You could perhaps kit up to do the Junker test such as in DIN 65151, and make a study of how different greases affects things. You can even make a career out of publishing your studies.

Or: Just make sure the threads are clean, clear, and dry, and then assemble with an anti-seize paste which does not have lubricating qualities that affect final tension yield. (Permatex makes some, as do others.)

---

(And in aircraft, always do what the engineers say. If the engineers are wrong, then: Stop doing whatever it is that you're doing, and consult them.)


Only grease fasteners if specified by the manufacturer, otherwise you're going to apply much higher than specified tension at the same torque value.

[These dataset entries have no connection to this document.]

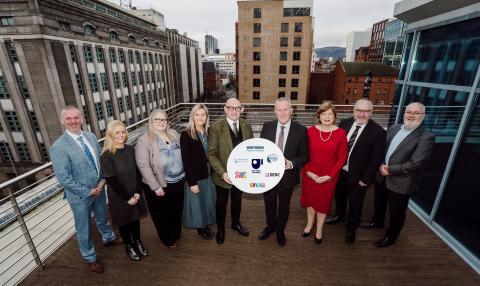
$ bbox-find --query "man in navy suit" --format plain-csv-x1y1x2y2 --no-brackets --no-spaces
50,106,119,273
258,97,309,246
325,99,386,245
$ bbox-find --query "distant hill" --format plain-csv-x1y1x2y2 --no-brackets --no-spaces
315,47,346,59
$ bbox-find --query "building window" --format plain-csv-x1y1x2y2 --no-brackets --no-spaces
109,30,119,40
346,88,351,94
0,17,14,26
118,50,125,63
143,38,149,46
253,8,262,18
69,45,77,62
0,141,13,161
84,46,93,62
16,143,31,161
253,91,260,100
113,72,121,89
95,102,104,120
145,71,150,84
253,23,261,33
253,65,260,74
281,23,289,33
88,73,98,93
128,35,136,44
280,37,288,47
279,65,287,74
138,71,143,85
253,37,261,47
280,51,287,61
28,112,39,132
143,52,148,64
84,24,96,35
5,111,22,131
125,95,132,110
140,92,146,105
291,78,299,87
135,52,141,63
121,72,128,88
17,75,29,98
253,78,260,87
75,74,84,95
353,88,358,94
134,93,140,106
131,72,137,85
294,22,303,32
253,52,261,61
96,47,104,63
294,37,302,47
109,49,117,63
5,42,18,62
291,91,298,100
278,78,286,87
293,51,301,61
278,91,285,98
117,97,125,113
284,8,310,17
155,41,161,48
292,65,300,74
105,100,113,117
100,73,109,91
0,76,10,98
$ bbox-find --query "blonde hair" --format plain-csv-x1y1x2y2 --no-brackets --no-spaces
148,109,177,143
102,120,128,155
186,104,209,140
316,101,337,123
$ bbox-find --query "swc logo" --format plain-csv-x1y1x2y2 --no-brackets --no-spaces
249,182,265,188
251,159,263,169
235,172,247,178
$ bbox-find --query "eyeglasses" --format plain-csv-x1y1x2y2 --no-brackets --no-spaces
354,109,371,114
225,106,242,112
154,118,168,123
405,111,424,116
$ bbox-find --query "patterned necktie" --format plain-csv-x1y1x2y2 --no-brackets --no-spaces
77,135,98,173
278,125,285,153
347,125,361,153
233,122,239,137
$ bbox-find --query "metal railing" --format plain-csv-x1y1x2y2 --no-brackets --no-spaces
0,103,392,285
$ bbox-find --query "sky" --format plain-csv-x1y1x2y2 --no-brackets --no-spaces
118,0,401,52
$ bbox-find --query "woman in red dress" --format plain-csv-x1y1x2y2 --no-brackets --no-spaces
301,101,347,244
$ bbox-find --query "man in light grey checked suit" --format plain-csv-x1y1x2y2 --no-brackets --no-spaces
50,106,120,273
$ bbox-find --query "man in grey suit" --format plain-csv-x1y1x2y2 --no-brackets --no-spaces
371,102,435,247
50,106,119,272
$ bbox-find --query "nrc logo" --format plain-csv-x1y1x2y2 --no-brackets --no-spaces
235,172,247,178
249,183,266,188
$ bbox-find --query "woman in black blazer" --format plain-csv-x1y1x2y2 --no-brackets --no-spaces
180,104,216,239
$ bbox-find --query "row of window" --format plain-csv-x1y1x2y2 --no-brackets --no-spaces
253,51,301,61
252,78,300,88
252,36,302,47
253,22,303,33
252,91,299,100
82,45,160,65
252,7,310,18
0,17,14,26
253,65,300,74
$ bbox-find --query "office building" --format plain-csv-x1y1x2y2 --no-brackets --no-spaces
382,18,406,68
205,34,219,55
346,30,371,62
368,19,389,62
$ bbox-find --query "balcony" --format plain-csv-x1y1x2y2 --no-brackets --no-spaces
1,103,478,285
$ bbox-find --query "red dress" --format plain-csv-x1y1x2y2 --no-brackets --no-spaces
301,126,347,214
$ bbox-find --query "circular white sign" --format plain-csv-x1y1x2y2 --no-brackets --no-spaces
227,138,285,194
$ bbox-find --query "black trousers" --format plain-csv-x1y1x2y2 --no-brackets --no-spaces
216,185,243,228
119,220,140,245
143,180,184,246
374,181,410,241
263,185,293,232
335,170,368,232
334,170,350,218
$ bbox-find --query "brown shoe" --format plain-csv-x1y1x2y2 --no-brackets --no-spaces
87,261,104,273
103,237,123,246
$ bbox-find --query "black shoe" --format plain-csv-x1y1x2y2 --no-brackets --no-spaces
258,227,275,240
325,215,345,225
314,236,323,244
301,228,313,237
134,240,148,257
205,226,213,235
276,231,286,246
231,223,249,236
198,228,213,240
345,231,356,245
125,244,141,261
374,237,395,248
361,222,383,229
216,227,225,244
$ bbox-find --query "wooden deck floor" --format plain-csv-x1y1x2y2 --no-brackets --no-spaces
20,188,479,286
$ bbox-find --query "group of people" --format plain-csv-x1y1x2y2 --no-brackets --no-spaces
50,97,434,273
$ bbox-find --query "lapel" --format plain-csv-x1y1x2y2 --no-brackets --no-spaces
220,118,233,151
342,118,354,132
63,132,89,163
83,132,100,162
282,120,294,155
390,126,423,158
386,125,402,147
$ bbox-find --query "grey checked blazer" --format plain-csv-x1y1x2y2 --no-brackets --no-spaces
50,131,102,204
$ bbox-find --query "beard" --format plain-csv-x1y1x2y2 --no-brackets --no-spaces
404,120,422,130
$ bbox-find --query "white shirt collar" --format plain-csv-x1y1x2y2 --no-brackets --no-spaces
277,120,291,129
66,129,84,141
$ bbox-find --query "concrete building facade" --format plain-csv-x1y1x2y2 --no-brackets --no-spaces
237,0,314,103
368,19,389,63
345,30,371,62
205,34,218,55
203,53,236,78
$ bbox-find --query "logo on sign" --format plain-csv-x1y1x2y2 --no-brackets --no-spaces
235,172,247,178
251,159,263,169
267,154,278,163
234,158,249,163
265,173,281,177
246,146,264,152
249,182,266,188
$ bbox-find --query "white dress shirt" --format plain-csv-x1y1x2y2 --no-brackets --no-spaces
275,120,291,152
66,129,100,174
226,117,240,134
343,121,367,172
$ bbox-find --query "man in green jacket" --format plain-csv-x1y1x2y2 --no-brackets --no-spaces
208,98,253,244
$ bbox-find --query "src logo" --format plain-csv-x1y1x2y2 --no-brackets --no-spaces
235,172,247,178
251,159,263,169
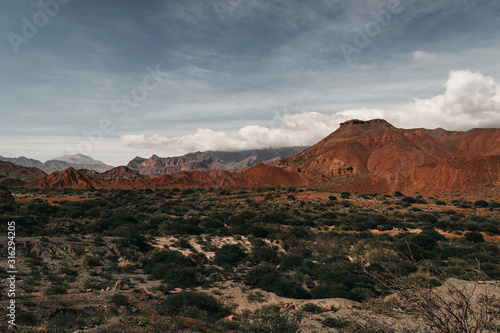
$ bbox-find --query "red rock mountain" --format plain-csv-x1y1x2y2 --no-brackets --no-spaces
27,168,103,190
224,162,312,188
274,119,500,195
95,166,144,182
0,161,47,186
21,119,500,197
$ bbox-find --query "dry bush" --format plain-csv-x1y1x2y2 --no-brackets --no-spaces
377,266,500,333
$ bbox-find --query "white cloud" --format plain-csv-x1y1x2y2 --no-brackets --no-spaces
391,70,500,129
413,50,439,62
121,70,500,153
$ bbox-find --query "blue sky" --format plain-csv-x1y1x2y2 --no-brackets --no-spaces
1,0,499,165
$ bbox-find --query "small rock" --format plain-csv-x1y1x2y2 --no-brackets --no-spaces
226,315,239,321
112,279,124,290
279,307,287,313
313,316,322,321
86,289,92,292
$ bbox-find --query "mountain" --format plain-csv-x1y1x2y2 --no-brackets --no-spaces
0,154,114,174
20,120,500,197
94,166,144,181
274,119,500,195
424,128,500,156
53,153,106,165
27,168,103,190
127,147,308,175
224,162,313,188
0,155,44,169
0,161,47,186
41,160,113,174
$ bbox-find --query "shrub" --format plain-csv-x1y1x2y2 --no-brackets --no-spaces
328,195,337,201
402,196,417,203
45,284,68,295
157,291,228,322
243,305,301,333
81,254,101,267
244,264,282,291
214,244,247,266
108,293,130,307
341,192,351,199
250,244,279,265
17,311,39,326
474,200,489,208
301,303,324,314
464,231,485,243
322,316,351,329
163,266,202,288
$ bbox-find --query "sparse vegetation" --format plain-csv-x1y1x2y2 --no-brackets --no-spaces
2,187,499,332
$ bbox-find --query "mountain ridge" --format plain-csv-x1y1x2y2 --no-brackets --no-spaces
5,119,500,198
0,154,113,174
127,146,308,175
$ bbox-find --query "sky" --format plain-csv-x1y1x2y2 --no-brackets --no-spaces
0,0,499,166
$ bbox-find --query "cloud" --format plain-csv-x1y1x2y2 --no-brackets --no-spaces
413,50,439,62
121,70,500,153
120,108,383,152
391,70,500,129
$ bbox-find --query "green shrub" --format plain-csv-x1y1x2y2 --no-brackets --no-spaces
157,291,228,322
301,303,325,313
322,316,351,328
474,200,489,208
45,284,68,295
464,232,485,243
108,293,130,307
214,244,247,266
163,266,202,288
243,305,301,333
341,192,351,199
402,196,417,203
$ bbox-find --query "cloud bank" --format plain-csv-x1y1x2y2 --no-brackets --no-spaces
121,70,500,153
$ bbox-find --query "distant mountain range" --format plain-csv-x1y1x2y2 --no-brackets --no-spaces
2,120,500,198
0,154,113,174
127,147,308,175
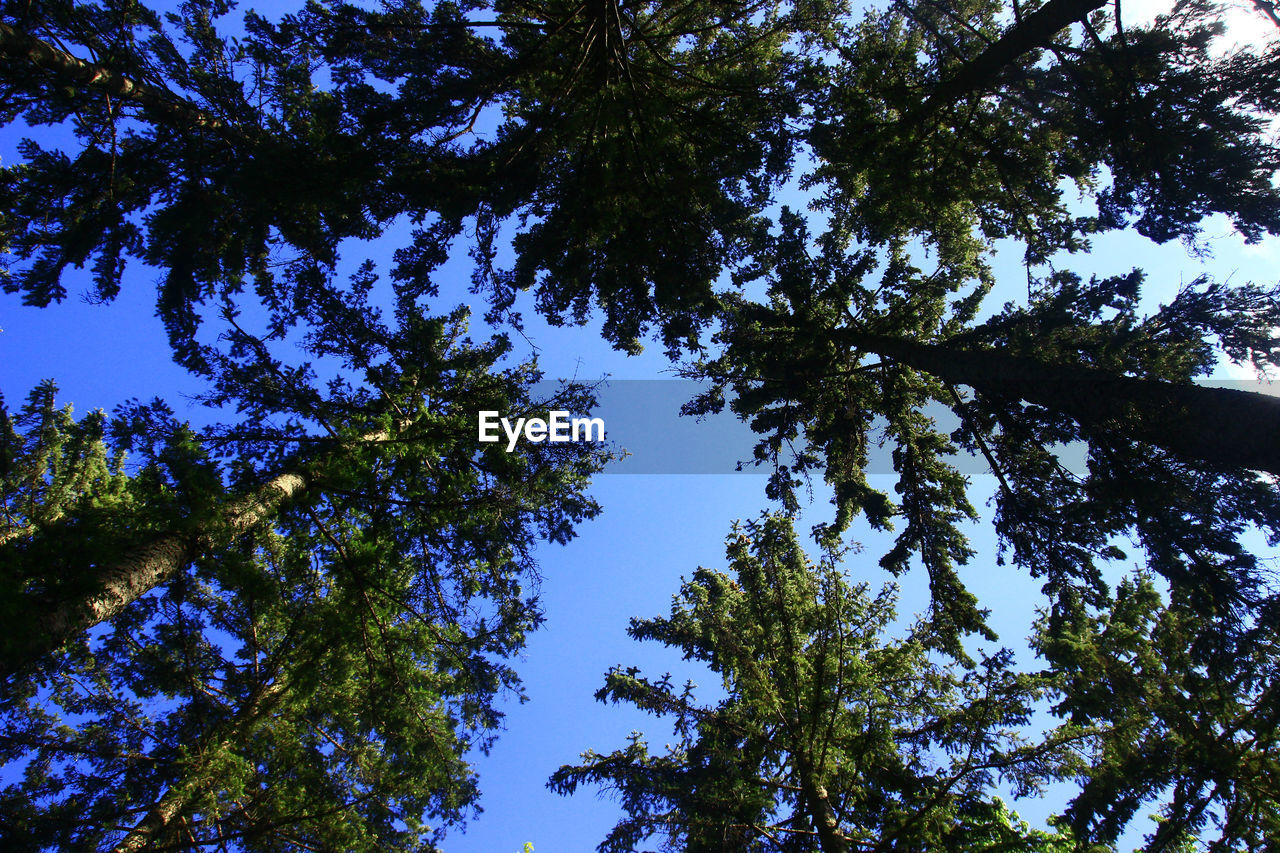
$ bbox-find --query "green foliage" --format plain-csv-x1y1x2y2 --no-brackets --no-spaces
0,0,847,356
485,0,821,354
687,199,1280,652
5,0,1280,849
0,381,219,669
1035,575,1280,852
552,515,1092,852
3,0,1278,358
807,0,1280,267
0,299,613,845
0,380,134,545
0,535,487,850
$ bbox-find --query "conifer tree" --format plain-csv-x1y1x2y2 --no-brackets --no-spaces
1,0,836,356
0,275,612,846
1034,574,1280,851
552,515,1100,853
688,209,1280,647
1,497,526,850
0,290,610,682
5,1,1280,846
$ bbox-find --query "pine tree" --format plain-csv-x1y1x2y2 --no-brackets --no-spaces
6,1,1280,847
1,0,839,358
1,506,525,850
686,208,1280,649
552,515,1096,853
1034,574,1280,851
1,292,610,681
0,380,136,550
0,277,612,845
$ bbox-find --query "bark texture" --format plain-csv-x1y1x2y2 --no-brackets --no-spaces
2,470,310,682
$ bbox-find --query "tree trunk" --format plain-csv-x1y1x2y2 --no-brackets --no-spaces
111,678,289,851
839,330,1280,477
0,417,408,683
794,754,848,853
1251,0,1280,30
919,0,1108,115
1,470,309,683
0,21,228,133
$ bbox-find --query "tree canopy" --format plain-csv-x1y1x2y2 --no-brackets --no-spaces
0,298,612,846
3,0,1280,849
555,516,1274,852
551,514,1109,852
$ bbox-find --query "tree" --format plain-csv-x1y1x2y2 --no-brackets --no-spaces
0,380,136,550
0,273,612,845
1,0,841,359
0,380,194,677
0,0,506,362
685,206,1280,646
1,497,522,850
5,0,1280,847
4,0,1277,355
0,3,630,842
551,514,1097,852
916,0,1110,116
807,0,1280,270
1034,574,1280,852
0,282,611,679
473,0,824,354
0,314,613,850
678,203,1280,847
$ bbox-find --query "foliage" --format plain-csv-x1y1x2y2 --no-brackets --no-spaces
3,0,1278,355
0,380,210,668
0,0,847,357
0,296,613,845
807,0,1280,270
552,515,1097,852
1036,575,1280,852
5,0,1280,849
1,531,490,850
686,202,1280,649
1,380,138,548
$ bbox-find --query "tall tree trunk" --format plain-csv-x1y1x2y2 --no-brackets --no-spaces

I need manufacturers to give "frame spent 3 decades in the salt belt, questionable metal compatibility and won't be taken apart until it breaks again" torque specs.

It's like they think I'm going to take this thing apart and put it back together every year.

j/k, finding torque specs for a decades old steel bike is a lost cause


a good machinists handbook will give you torque specs that take into account fastener size, material, and thread-locking style.[0]

mine is much older than linked version, but i doubt they'd revise that whole section out of it.

[0]: https://www.amazon.com/Machinerys-Handbook-Toolbox-Erik-Ober...


In the car world that torque is measured in ugga duggas from the impact wrench


I keep a toothbrush covered in grease for just this purpose.

It’s also a magnetic one so I can stick it to stuff and it stays put.


> I keep a toothbrush covered in grease for just this purpose.

Speaking from personal experience, this is also useful for brushing a robot's teeth.


Where does one find a magnetic toothbrush?


It’s an old Sonicare brush head (a couple of fairly strong magnets are mounted to the bottom), there are also some kinda neat suction cup toothbrush holders you could use


There are different torque-to-tension equations for lubricated and unlubricated fasteners, of various materials and platings.


A properly designed service manual will specific if the fastener should be lubed. If it doesn't say lube/thread locker should be used, then the fastener should be torqued dry.


In bicycle applications it is common to elide explicit instruction to use grease. Nevertheless it should be used.


Yes, that's the way aircraft fasteners are put on.

There's another reason to grease them - the grease keeps the water out which prevents corrosion.

In working on my cars, I always use a bit of grease when assembling fasteners. I've never had one come loose, nor have any rusted themselves on.


In some cases (some spark plugs are what I can think of) explicitly tell you NOT to grease them, as that will let you over-torque them and potentially damage threads (aluminum heads, steel plugs). So using grease is not always the recommended procedure.